I admire narcissism in Momus and others who "own" it and use it as a way to explore ideas/themselves and also as a form of humor. I don't think of myself as narcissistic, but I'm definitely incredibly self absorbed. I guess I wonder if seeing the world through the lens of yourself is necessarily less valid than other ways of thinking/seeing though.
I feel like few things are more successful at portraying honest emotions/experiences. There also just seems to be a certain feeling/mood that I respond well to. I feel similarly about the artist Kahimi Karie and the films "An Education" and "Marie Antoinette." Anything with a strongly and unapologetically feminine point of view I tend to be interested in.
I recognize that memory is far from infallible though. If I feel like I can't accurately describe something, I just leave it out. I also do things like write "he talked about ..." instead of writing direct quotes. But generally I feel like since my stories are very obviously meant to be my perception of an event rather than the objective truth this gives me a lot of leeway.
I think I would have been a lot more miserable and discovered a lot less of things I liked if I hadn't had LiveJournal in high school. I think it's interesting how blogging seems to be shaping a new generation of writers. I feel like growing up with the Internet/blogging/other structures seems to be a reason for the similarities people see in Tao Lin's writing and other young writers, rather than direct.
I used LiveJournal frequently, almost daily, since ~age 13 until ~18. I kept a personal diary there. I also participated in various "LiveJournal communities". At the risk of sounding patronizing or something, I see LiveJournal and now Tumblr as wonderful because they give young girls ways to interact with eachother and learn and talk about new interests, ideas etc as well as support eachother emotionally.
As for not getting things right: I constantly rerun social situations/conversations I experience/have throughout my head, and I'm always writing them down in notebooks or in word documents/the Internet.

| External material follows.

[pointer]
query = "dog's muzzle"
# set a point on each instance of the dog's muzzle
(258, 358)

I feel like these habits and a generally good memory of people/the interactions I have with them (due to studying people having always been my main interest in life) have lead me to being very accurate in things I write in stories/essays.
One thing about having mostly absent parents that I think was perhaps "good" for the development of my intellect/writing is that I was given almost total freedom to read/write/look at whatever I wanted. I wonder a lot about how my past experiences, particularly my negative childhood (home life and being severely bullied/ostracized throughout school) as formed my/my thoughts/my writing, though I should also note those things were far from the only thing that had an impact on me/my writing.
I think in certain ways sex work has been romanticized. I can only speak from my experience, but what surprised me about escorting was how boring it mostly is. it seemed like an assembly line process of cleaning my apartment, dressing up, making awkward small talk, having mundane mechanical sex, making more awkward small talk, and then closing the door after them. There's also a lot of frustration and annoyance with it that I feel isn't discussed (a lot of flaky potential clients for instance.)
I admire Joyce Maynard a lot, specifically her memoir "At Home in the World." Her writing is beautiful and fascinating and seemed to give me validation to the idea that I could write validly in earnest about my life with (my) very feminine point of view, and also that I could unapologetically explore the bad traits of my character (which I find to be more interesting to explore than the good traits), as well as explore other concepts that interest me like private vs public personas, age gap relationships, etc.